Recently I found my self having to recover a VM that had most of it’s files deleted. They were removed by a script that was intended to clean up a staging datastore. Unfortunately the VM in question was left on that staging datastore and the script did it’s magic.
Because the VM was powered on at the time the ESXi host that hosted the VM had locks on a VMDK -flat file and a log file and were therefore preserved. I also noticed a .hlog file, which had me worried because it is used by vCenter to track VM files that are to be removed. In other words; power off the VM and the remaining files will be removed as well. Now, to make things worse there was no recent backup of this particular VM. So returning it to a healthy state would be quite the challenge. I hoped I could simply SSH into ESXi and copy the files. Unfortunately all attempts to copy the files from within ESXi failed. I did catch a break when I learned the staging datastore was backed by a NFS export hosted on a NetApp which had snapshots enabled. That allowed me to have a copy of the files to tinker with.
Pretty straightforward troubleshooting up until this point, right? But this is where it gets interesting. How does one recreate all relevant files for a VM when all you have is a VMDK -flat file and a log file? Well, as it turns out VMware GSS encountered this problem before because there were two knowledgebase articles that were essential in recovering this VM to a healthy state.

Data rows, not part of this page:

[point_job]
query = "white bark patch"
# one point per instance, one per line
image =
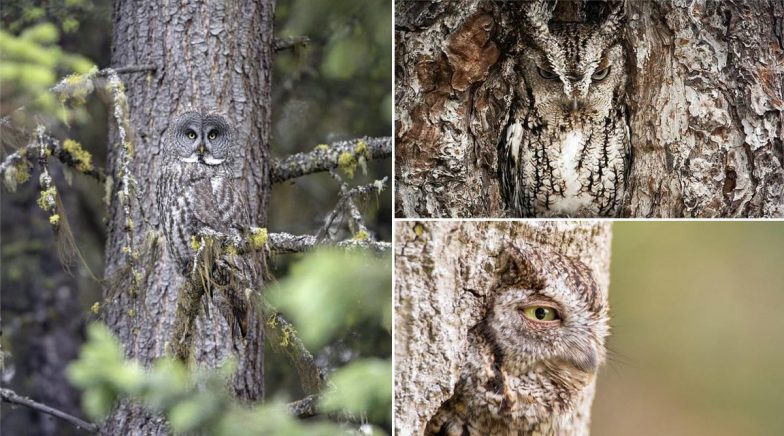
(514, 135)
(572, 199)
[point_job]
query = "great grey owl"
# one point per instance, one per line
(566, 148)
(532, 359)
(196, 191)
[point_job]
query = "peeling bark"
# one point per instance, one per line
(443, 276)
(212, 56)
(706, 99)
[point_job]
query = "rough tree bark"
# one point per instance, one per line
(443, 274)
(209, 55)
(706, 100)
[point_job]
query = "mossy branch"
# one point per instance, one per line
(327, 157)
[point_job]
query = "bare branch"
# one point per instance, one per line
(12, 397)
(291, 42)
(325, 158)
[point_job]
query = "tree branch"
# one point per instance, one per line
(325, 158)
(12, 397)
(285, 243)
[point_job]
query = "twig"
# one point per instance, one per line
(327, 158)
(55, 148)
(12, 397)
(290, 42)
(128, 69)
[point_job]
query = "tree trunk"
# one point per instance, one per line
(444, 272)
(706, 98)
(210, 56)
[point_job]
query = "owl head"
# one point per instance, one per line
(197, 138)
(548, 321)
(572, 69)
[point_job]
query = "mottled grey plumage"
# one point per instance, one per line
(197, 191)
(524, 376)
(565, 150)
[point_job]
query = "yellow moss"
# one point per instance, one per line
(258, 238)
(83, 160)
(46, 199)
(361, 148)
(348, 163)
(22, 172)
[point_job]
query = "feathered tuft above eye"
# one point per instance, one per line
(600, 75)
(547, 74)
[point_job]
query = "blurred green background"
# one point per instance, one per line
(697, 345)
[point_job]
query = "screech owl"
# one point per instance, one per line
(565, 150)
(197, 191)
(534, 355)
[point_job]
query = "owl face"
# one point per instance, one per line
(549, 326)
(574, 71)
(201, 139)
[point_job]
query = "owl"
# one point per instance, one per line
(531, 360)
(565, 150)
(197, 191)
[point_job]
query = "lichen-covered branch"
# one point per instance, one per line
(342, 154)
(12, 397)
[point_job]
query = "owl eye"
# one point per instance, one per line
(541, 313)
(601, 74)
(547, 74)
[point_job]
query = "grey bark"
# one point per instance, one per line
(212, 56)
(443, 273)
(706, 97)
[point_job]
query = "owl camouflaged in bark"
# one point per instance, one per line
(566, 148)
(535, 353)
(197, 191)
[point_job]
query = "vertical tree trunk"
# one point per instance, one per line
(444, 271)
(706, 101)
(211, 56)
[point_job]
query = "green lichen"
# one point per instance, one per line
(348, 163)
(46, 200)
(361, 149)
(258, 238)
(83, 160)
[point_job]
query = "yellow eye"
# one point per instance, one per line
(541, 313)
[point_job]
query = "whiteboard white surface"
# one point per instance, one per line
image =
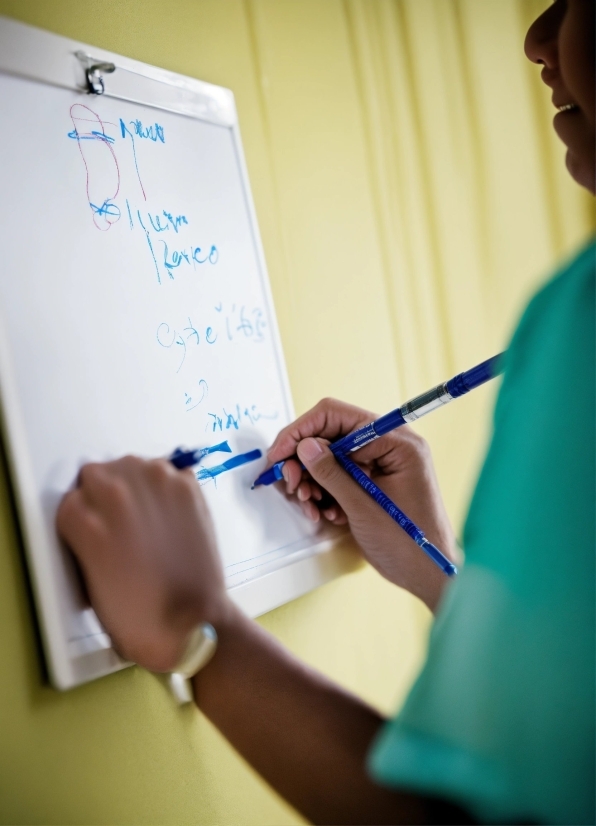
(135, 316)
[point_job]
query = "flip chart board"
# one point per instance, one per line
(135, 316)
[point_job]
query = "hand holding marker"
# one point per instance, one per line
(410, 411)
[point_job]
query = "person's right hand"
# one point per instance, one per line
(399, 463)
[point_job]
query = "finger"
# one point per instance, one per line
(329, 419)
(292, 473)
(310, 510)
(304, 492)
(323, 467)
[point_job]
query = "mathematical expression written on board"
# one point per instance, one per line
(233, 323)
(236, 416)
(175, 247)
(103, 183)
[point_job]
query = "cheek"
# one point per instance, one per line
(576, 55)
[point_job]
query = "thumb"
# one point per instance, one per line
(324, 469)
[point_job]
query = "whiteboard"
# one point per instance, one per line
(136, 316)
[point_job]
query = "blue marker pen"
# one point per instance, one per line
(397, 515)
(187, 458)
(421, 405)
(410, 411)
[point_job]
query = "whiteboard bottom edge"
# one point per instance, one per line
(284, 584)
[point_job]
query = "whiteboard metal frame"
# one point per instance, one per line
(32, 53)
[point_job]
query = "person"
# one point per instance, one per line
(499, 726)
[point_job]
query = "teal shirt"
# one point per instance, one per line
(501, 719)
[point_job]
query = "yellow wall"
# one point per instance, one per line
(410, 196)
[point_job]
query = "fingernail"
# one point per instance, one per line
(309, 450)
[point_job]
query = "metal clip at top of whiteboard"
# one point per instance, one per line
(94, 72)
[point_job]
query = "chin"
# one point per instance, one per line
(584, 173)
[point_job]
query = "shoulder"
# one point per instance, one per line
(553, 345)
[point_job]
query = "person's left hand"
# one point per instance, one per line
(143, 537)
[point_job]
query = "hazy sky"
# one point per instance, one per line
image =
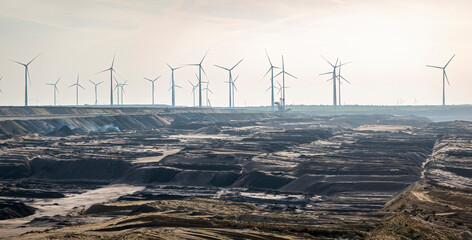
(388, 42)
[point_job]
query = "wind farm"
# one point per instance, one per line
(235, 120)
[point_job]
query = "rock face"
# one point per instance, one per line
(13, 209)
(329, 163)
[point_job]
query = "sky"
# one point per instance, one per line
(388, 42)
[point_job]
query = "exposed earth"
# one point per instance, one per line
(151, 173)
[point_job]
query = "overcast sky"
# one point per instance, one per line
(388, 42)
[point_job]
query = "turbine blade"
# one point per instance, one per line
(237, 64)
(447, 79)
(327, 61)
(291, 75)
(268, 71)
(204, 56)
(344, 79)
(33, 59)
(29, 77)
(343, 64)
(221, 67)
(103, 71)
(203, 70)
(449, 60)
(270, 62)
(326, 73)
(113, 61)
(18, 62)
(434, 66)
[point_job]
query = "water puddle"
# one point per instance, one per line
(63, 206)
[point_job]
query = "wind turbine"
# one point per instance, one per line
(95, 85)
(339, 82)
(283, 72)
(118, 88)
(444, 78)
(207, 89)
(230, 81)
(200, 69)
(194, 87)
(234, 87)
(271, 70)
(123, 91)
(173, 83)
(26, 77)
(112, 70)
(55, 89)
(77, 85)
(152, 82)
(334, 77)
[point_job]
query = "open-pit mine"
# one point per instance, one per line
(186, 173)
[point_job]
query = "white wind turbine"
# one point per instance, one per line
(230, 81)
(200, 70)
(283, 72)
(173, 85)
(77, 85)
(26, 76)
(152, 89)
(445, 78)
(96, 93)
(271, 70)
(55, 89)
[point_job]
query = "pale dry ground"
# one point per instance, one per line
(192, 218)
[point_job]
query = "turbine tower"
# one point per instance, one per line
(96, 93)
(26, 77)
(230, 81)
(1, 80)
(234, 87)
(207, 89)
(334, 77)
(122, 86)
(200, 69)
(55, 89)
(194, 87)
(112, 70)
(283, 72)
(339, 82)
(152, 82)
(173, 83)
(444, 78)
(271, 70)
(77, 85)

First I recreated the VMDK descriptor file. I used the procedure in this KB article to create a new descriptor file using vmkfstools. Recreating a missing VMware virtual machine disk descriptor file (.vmdk) (1002511)
Next I was able to generate a new VMX file using the information in the log file. This was also a very easy process that was described in detail by a KB article. Rebuilding the virtual machine’s .vmx file from vmware.log (1023880)
After I completed these two steps I was able to add the VM to vCenter without any issues and it booted like a charm.
After recovering from this situation I learned a few things:
- Don’t run VMs from a staging datastore (duh!)
- Snapshots are not backups, but can sometimes save your ass
- Never underestimate the power of VMware’s knowledgebase